Yield: 200 g (42.2%)
,CLAIMS:We Claim:
Claim 1: A salt of N-2-(benzyloxy)pentane-3-yl formylhydrazide of formula (III)

Claim 2: A process for preparation of substantially pure N-2-(benzyloxy)pentane-3-yl formylhydrazide of formula (II)
which comprises;
a) converting N-2-(benzyloxy)pentane-3-yl formylhydrazide of formula (II) to suitable salt of formula (III) by treating with an inorganic or organic acid in the presence of a suitable solvent;
b) optionally isolating the compound of formula (III);
c) optionally purifying the compound of formula (III);
d) treating the compound of formula (III) with a suitable base in a suitable solvent to provide compound of formula (II);
e) optionally isolating and purifying compound of formula (II).
Claim 3: The acid according to step a) of claim 2 is selected from oxalic acid, tartaric acid, succinic acid, citric acid, hydrochloric acid, sulfuric acid, nitric acid, hydrobromic acid.
Claim 4: The solvent according to step a) of claim 2 is selected from ether solvents, aromatic hydrocarbon solvents, nitrile solvents, alcohol solvents ester solvents or the like or mixtures thereof.
Claim 5: The base according to step d) of claim 2 is selected from alkali metal hydroxides, alkaline earth metal hydroxides, alkali metal carbonates, alkaline earth metal carbonates, alkali metal bicarbonates.
Claim 6: The oxalate salt of N-2-(benzyloxy)pentane-3-yl formylhydrazide of formula (IV).

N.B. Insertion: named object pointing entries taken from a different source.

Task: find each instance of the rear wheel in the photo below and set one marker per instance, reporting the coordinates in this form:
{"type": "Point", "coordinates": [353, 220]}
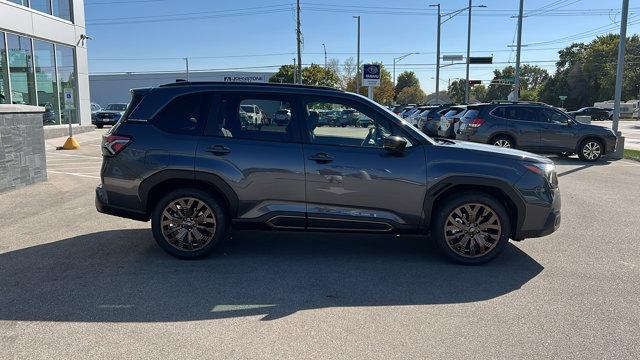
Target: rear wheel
{"type": "Point", "coordinates": [590, 150]}
{"type": "Point", "coordinates": [503, 141]}
{"type": "Point", "coordinates": [471, 228]}
{"type": "Point", "coordinates": [188, 223]}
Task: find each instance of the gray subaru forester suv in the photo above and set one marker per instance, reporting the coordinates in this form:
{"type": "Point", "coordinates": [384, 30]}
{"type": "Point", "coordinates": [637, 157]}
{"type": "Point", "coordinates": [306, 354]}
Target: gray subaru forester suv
{"type": "Point", "coordinates": [182, 157]}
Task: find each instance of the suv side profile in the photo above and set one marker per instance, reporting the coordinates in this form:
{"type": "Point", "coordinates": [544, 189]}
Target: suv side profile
{"type": "Point", "coordinates": [534, 127]}
{"type": "Point", "coordinates": [181, 158]}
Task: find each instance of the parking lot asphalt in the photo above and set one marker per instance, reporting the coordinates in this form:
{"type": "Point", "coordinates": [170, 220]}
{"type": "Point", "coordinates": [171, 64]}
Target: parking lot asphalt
{"type": "Point", "coordinates": [77, 284]}
{"type": "Point", "coordinates": [630, 130]}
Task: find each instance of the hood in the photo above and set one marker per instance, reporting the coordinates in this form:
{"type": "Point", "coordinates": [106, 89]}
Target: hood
{"type": "Point", "coordinates": [495, 151]}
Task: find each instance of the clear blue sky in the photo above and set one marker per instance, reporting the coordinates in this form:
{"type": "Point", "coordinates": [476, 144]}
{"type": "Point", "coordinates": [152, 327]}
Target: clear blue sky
{"type": "Point", "coordinates": [217, 34]}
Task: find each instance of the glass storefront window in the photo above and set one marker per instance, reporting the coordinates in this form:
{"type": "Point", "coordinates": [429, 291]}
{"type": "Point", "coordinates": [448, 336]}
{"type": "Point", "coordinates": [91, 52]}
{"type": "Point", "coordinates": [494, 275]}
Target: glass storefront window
{"type": "Point", "coordinates": [21, 75]}
{"type": "Point", "coordinates": [62, 9]}
{"type": "Point", "coordinates": [46, 80]}
{"type": "Point", "coordinates": [4, 72]}
{"type": "Point", "coordinates": [41, 5]}
{"type": "Point", "coordinates": [68, 83]}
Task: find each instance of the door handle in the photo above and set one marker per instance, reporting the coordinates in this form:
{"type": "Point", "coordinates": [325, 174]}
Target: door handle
{"type": "Point", "coordinates": [218, 150]}
{"type": "Point", "coordinates": [321, 158]}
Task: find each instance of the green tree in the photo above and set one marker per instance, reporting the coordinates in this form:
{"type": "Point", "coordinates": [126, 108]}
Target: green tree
{"type": "Point", "coordinates": [406, 79]}
{"type": "Point", "coordinates": [456, 91]}
{"type": "Point", "coordinates": [284, 75]}
{"type": "Point", "coordinates": [411, 95]}
{"type": "Point", "coordinates": [311, 75]}
{"type": "Point", "coordinates": [531, 78]}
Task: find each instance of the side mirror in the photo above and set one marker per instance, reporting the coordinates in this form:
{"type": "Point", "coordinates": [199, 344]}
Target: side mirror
{"type": "Point", "coordinates": [395, 144]}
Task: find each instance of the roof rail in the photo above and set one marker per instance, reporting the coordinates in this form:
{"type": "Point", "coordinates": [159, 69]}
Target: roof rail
{"type": "Point", "coordinates": [516, 102]}
{"type": "Point", "coordinates": [226, 83]}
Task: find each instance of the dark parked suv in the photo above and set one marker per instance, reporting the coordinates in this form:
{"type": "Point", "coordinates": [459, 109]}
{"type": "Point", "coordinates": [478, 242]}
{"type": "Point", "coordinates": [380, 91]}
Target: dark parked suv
{"type": "Point", "coordinates": [534, 127]}
{"type": "Point", "coordinates": [181, 158]}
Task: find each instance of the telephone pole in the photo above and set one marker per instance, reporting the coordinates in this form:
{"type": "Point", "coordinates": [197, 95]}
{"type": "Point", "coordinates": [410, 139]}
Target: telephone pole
{"type": "Point", "coordinates": [519, 46]}
{"type": "Point", "coordinates": [358, 58]}
{"type": "Point", "coordinates": [438, 56]}
{"type": "Point", "coordinates": [299, 42]}
{"type": "Point", "coordinates": [466, 83]}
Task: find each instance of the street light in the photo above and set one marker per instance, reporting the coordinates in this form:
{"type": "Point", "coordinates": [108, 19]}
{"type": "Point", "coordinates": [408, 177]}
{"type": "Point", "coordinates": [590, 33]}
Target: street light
{"type": "Point", "coordinates": [395, 60]}
{"type": "Point", "coordinates": [358, 58]}
{"type": "Point", "coordinates": [449, 16]}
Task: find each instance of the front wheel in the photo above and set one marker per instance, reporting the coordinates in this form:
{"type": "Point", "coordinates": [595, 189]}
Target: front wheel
{"type": "Point", "coordinates": [188, 223]}
{"type": "Point", "coordinates": [590, 150]}
{"type": "Point", "coordinates": [471, 228]}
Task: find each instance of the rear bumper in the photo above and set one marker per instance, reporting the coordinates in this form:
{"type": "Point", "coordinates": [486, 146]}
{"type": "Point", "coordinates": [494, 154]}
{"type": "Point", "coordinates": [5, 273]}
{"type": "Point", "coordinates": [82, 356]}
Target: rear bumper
{"type": "Point", "coordinates": [103, 206]}
{"type": "Point", "coordinates": [543, 216]}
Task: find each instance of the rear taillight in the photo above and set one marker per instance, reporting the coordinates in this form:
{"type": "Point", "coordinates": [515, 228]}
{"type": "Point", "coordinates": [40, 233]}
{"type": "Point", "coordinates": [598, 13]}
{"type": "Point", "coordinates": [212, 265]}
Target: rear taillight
{"type": "Point", "coordinates": [477, 122]}
{"type": "Point", "coordinates": [114, 144]}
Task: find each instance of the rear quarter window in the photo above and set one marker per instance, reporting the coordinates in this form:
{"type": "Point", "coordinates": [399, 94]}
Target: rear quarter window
{"type": "Point", "coordinates": [186, 114]}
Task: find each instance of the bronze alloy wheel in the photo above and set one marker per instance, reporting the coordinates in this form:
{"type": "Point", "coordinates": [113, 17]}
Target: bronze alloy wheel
{"type": "Point", "coordinates": [188, 224]}
{"type": "Point", "coordinates": [472, 230]}
{"type": "Point", "coordinates": [592, 150]}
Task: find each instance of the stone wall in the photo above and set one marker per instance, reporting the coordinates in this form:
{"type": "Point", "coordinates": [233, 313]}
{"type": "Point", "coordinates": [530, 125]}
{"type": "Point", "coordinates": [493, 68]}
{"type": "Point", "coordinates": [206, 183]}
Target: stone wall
{"type": "Point", "coordinates": [22, 150]}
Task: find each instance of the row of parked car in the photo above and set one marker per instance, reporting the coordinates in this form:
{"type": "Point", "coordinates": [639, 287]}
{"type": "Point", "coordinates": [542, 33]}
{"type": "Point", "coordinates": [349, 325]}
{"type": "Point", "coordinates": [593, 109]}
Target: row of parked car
{"type": "Point", "coordinates": [535, 127]}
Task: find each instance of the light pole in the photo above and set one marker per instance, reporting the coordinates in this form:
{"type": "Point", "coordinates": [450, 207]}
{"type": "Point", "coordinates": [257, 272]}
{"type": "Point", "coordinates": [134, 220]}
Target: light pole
{"type": "Point", "coordinates": [324, 47]}
{"type": "Point", "coordinates": [358, 58]}
{"type": "Point", "coordinates": [449, 16]}
{"type": "Point", "coordinates": [396, 60]}
{"type": "Point", "coordinates": [438, 55]}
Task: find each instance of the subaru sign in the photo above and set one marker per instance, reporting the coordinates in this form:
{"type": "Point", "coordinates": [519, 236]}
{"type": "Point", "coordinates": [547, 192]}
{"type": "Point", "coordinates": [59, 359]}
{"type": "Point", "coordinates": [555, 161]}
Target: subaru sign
{"type": "Point", "coordinates": [371, 75]}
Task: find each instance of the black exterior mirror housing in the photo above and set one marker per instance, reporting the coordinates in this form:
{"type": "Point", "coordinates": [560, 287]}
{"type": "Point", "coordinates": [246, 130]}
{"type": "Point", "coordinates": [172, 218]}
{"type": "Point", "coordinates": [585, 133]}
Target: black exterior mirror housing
{"type": "Point", "coordinates": [395, 144]}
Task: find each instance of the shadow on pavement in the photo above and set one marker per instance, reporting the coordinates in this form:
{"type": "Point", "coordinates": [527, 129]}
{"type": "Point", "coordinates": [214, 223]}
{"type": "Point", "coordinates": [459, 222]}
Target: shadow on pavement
{"type": "Point", "coordinates": [122, 276]}
{"type": "Point", "coordinates": [582, 165]}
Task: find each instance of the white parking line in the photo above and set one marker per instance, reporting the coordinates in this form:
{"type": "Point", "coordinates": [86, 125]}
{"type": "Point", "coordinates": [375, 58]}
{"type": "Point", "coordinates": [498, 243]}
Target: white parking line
{"type": "Point", "coordinates": [73, 155]}
{"type": "Point", "coordinates": [74, 174]}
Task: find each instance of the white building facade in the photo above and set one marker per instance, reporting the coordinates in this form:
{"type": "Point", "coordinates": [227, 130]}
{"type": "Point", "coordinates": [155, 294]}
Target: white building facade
{"type": "Point", "coordinates": [43, 58]}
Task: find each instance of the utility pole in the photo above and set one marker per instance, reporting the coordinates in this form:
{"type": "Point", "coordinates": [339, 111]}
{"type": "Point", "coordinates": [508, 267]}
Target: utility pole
{"type": "Point", "coordinates": [438, 56]}
{"type": "Point", "coordinates": [620, 70]}
{"type": "Point", "coordinates": [295, 72]}
{"type": "Point", "coordinates": [186, 60]}
{"type": "Point", "coordinates": [324, 47]}
{"type": "Point", "coordinates": [358, 58]}
{"type": "Point", "coordinates": [299, 41]}
{"type": "Point", "coordinates": [466, 84]}
{"type": "Point", "coordinates": [519, 46]}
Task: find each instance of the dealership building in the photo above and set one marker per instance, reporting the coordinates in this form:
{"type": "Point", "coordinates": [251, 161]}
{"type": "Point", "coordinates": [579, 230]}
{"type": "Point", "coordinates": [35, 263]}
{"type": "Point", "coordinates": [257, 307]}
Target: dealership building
{"type": "Point", "coordinates": [115, 88]}
{"type": "Point", "coordinates": [43, 58]}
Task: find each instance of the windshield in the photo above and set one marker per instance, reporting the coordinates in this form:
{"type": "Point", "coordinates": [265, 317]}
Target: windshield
{"type": "Point", "coordinates": [247, 108]}
{"type": "Point", "coordinates": [117, 107]}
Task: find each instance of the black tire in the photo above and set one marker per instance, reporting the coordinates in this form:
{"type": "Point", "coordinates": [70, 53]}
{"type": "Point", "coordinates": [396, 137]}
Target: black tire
{"type": "Point", "coordinates": [498, 241]}
{"type": "Point", "coordinates": [217, 210]}
{"type": "Point", "coordinates": [503, 139]}
{"type": "Point", "coordinates": [586, 150]}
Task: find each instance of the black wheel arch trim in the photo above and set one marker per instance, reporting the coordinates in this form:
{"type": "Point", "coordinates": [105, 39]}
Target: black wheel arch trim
{"type": "Point", "coordinates": [212, 180]}
{"type": "Point", "coordinates": [447, 183]}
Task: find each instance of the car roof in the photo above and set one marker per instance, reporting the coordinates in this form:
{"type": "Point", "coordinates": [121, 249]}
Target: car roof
{"type": "Point", "coordinates": [248, 86]}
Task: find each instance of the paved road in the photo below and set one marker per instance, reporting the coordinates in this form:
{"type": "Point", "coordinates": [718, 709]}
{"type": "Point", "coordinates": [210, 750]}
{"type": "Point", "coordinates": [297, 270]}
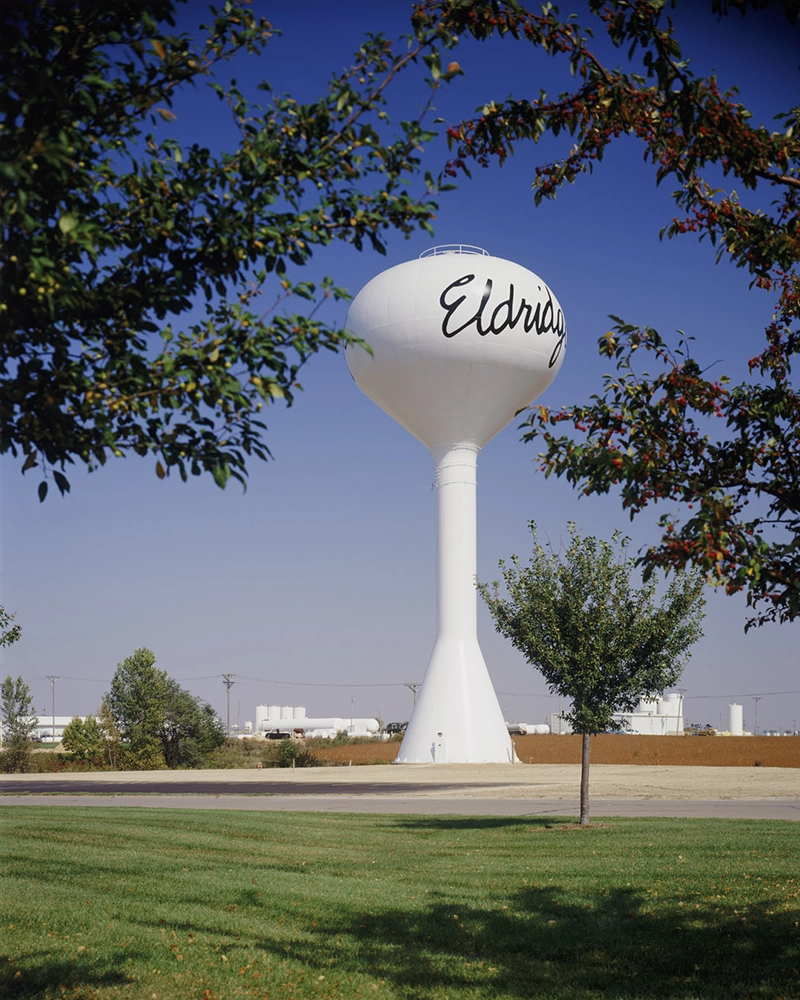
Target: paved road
{"type": "Point", "coordinates": [443, 790]}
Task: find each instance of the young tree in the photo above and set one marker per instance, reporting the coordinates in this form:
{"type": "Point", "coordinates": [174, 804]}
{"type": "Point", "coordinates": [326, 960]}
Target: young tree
{"type": "Point", "coordinates": [728, 454]}
{"type": "Point", "coordinates": [113, 234]}
{"type": "Point", "coordinates": [138, 704]}
{"type": "Point", "coordinates": [595, 637]}
{"type": "Point", "coordinates": [112, 738]}
{"type": "Point", "coordinates": [18, 723]}
{"type": "Point", "coordinates": [83, 739]}
{"type": "Point", "coordinates": [189, 730]}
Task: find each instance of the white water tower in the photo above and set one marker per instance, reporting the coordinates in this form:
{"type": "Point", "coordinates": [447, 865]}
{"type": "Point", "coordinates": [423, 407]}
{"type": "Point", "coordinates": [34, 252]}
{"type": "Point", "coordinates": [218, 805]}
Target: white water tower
{"type": "Point", "coordinates": [460, 342]}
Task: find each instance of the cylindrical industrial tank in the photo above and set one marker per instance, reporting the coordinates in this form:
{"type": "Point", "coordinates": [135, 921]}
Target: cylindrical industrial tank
{"type": "Point", "coordinates": [459, 342]}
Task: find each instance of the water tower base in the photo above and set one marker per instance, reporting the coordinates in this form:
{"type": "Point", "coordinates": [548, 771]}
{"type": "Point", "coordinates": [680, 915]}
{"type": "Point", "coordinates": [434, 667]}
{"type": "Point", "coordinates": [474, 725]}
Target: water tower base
{"type": "Point", "coordinates": [457, 718]}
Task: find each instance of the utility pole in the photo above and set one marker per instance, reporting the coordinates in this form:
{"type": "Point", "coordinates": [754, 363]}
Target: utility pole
{"type": "Point", "coordinates": [53, 680]}
{"type": "Point", "coordinates": [681, 692]}
{"type": "Point", "coordinates": [413, 688]}
{"type": "Point", "coordinates": [228, 681]}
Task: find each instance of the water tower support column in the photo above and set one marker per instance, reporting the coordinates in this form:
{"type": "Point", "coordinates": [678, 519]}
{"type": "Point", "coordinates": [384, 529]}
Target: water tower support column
{"type": "Point", "coordinates": [457, 716]}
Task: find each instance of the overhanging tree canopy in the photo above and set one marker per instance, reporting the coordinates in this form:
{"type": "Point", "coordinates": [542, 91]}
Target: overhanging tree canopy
{"type": "Point", "coordinates": [728, 454]}
{"type": "Point", "coordinates": [113, 235]}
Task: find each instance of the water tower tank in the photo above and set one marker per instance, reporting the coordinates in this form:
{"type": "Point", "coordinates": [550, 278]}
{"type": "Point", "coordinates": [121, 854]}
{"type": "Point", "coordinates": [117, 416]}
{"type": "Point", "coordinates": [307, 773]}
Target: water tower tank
{"type": "Point", "coordinates": [460, 342]}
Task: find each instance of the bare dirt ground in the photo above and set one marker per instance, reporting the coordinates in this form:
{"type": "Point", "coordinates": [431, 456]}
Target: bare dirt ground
{"type": "Point", "coordinates": [442, 781]}
{"type": "Point", "coordinates": [649, 751]}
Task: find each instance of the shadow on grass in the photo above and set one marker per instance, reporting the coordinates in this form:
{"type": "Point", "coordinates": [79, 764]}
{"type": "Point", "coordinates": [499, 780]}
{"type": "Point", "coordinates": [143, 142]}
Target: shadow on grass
{"type": "Point", "coordinates": [37, 975]}
{"type": "Point", "coordinates": [611, 945]}
{"type": "Point", "coordinates": [456, 823]}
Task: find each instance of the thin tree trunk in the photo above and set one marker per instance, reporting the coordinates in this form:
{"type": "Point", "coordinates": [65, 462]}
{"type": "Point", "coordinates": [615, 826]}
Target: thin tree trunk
{"type": "Point", "coordinates": [585, 751]}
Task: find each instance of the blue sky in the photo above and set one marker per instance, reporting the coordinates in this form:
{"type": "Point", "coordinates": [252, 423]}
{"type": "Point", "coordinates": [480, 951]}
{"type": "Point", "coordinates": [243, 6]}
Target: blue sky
{"type": "Point", "coordinates": [316, 585]}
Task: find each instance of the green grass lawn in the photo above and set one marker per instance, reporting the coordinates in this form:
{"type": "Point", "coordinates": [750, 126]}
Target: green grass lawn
{"type": "Point", "coordinates": [146, 903]}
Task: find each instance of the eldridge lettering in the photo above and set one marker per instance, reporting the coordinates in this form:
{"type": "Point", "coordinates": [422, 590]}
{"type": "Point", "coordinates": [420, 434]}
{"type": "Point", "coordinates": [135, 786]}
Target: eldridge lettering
{"type": "Point", "coordinates": [543, 317]}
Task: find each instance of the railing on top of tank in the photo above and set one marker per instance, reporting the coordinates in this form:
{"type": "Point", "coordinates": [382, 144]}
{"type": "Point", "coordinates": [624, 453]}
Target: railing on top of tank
{"type": "Point", "coordinates": [454, 248]}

Claim 7: The process for preparation of N-2-(benzyloxy)pentane-3-yl formylhydrazide of formula (II) which comprises;
a) converting N-2-(benzyloxy)pentane-3-yl formylhydrazide of formula (II) to oxalate salt of formula (IV) by treating with oxalic acid in the presence of a suitable solvent;
b) optionally isolating and purifying the oxalate salt of formula (IV);
c) treating the oxalate salt of formula (IV) with a suitable base in a suitable solvent to provide compound of formula (II);
d) optionally purifying compound of formula (II).
Claim 8: The process for preparation of posaconazole of formula (I) which comprises;
a) converting N-2-(benzyloxy)pentane-3-yl formylhydrazide of formula (II) to suitable salt of compound of formula (III) by treating with an inorganic or organic acid in the presence of a suitable solvent;
b) optionally isolating and purifying the salt of compound of formula (III);
c) treating salt of compound of formula (III) with a suitable base in a suitable solvent to provide compound of formula (II);
d) optionally isolating and purifying compound of formula (II);
e) converting compound of formula (II) to posaconazole.
Claim 9: Use of oxalate salt of formula (IV) for the preparation of posaconazole of formula (I).
Claim 10: Pharmaceutical compositions comprising posaconazole of formula (I) or its pharmaceutically acceptable salts prepared according to preceding claims together with one or more pharmaceutically acceptable excipient, carrier and diluents.